Ricerca e best execution
Allontanandoci dal perimetro strettamente legato ai fondi, la Consob interviene anche in tema di ricerca finanziaria e best execution, in attuazione del pacchetto europeo cosiddetto “Listing Act”. Viene di fatto superato il rigido principio dell’unbundling dei costi, ammettendo la possibilità di pagamenti congiunti per i servizi di esecuzione e di ricerca, a condizione che gli intermediari si dotino di solidi meccanismi di trasparenza. Resta ferma la facoltà di utilizzare un conto di pagamento dedicato, ma con regole riformulate che impongono una valutazione qualitativa annuale sulla ricerca acquistata e l’adozione di misure correttive in caso di esito negativo. Sul fronte della best execution, in un’ottica di riduzione degli oneri di compliance, viene eliminato l’obbligo per gli intermediari di pubblicare il report annuale sulle prime cinque sedi di esecuzione.

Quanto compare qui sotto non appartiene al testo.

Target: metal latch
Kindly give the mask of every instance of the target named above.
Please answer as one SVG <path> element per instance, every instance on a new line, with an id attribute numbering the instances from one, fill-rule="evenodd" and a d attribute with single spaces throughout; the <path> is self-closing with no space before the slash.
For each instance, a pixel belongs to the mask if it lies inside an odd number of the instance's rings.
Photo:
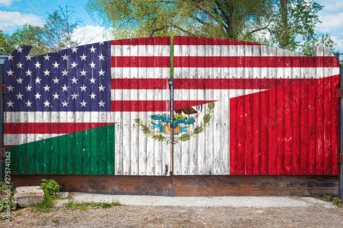
<path id="1" fill-rule="evenodd" d="M 2 84 L 1 88 L 0 91 L 1 92 L 1 94 L 6 94 L 6 84 Z"/>
<path id="2" fill-rule="evenodd" d="M 0 148 L 0 157 L 6 157 L 6 149 L 5 148 Z"/>
<path id="3" fill-rule="evenodd" d="M 343 164 L 343 153 L 338 153 L 337 155 L 337 162 L 338 164 Z"/>
<path id="4" fill-rule="evenodd" d="M 339 88 L 338 89 L 338 97 L 340 98 L 343 97 L 343 88 Z"/>

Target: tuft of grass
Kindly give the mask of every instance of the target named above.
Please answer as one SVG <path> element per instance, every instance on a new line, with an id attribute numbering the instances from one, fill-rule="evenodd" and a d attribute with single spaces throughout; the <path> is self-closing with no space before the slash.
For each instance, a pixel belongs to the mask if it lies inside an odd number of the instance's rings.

Distribuzione e consulenza
La consultazione tocca trasversalmente anche il mondo della distribuzione e della consulenza. Per i prodotti di investimento assicurativi (Ibip), si mira a semplificare l’informativa precontrattuale per allinearla a quella dell’Ivass, garantendo coerenza tra i diversi canali distributivi e abrogando norme inattuate sulla ricerca di terzi in ambito Ibip. Per i consulenti finanziari, si interviene sulle sanzioni irrogate dall’Ocf, tipizzando i criteri per la degradazione o l’incremento della sanzione e inserendo limiti minimi inderogabili (per esempio il doppio del minimo edittale in caso di conversione di sospensione in pecuniaria), al fine di garantire proporzionalità e certezza giuridica. Infine, quale presidio contro le truffe online, l’albo delle Sim (e delle imprese estere operanti in Italia) indicherà espressamente i domini internet ufficiali degli intermediari. Ci troviamo di fronte a un pacchetto regolamentare vasto. Le Sgr dovranno farsi trovare pronte per l’adeguamento della contrattualistica e dei prospetti: il termine per inviare le osservazioni alla Consob scade il 15 settembre 2026.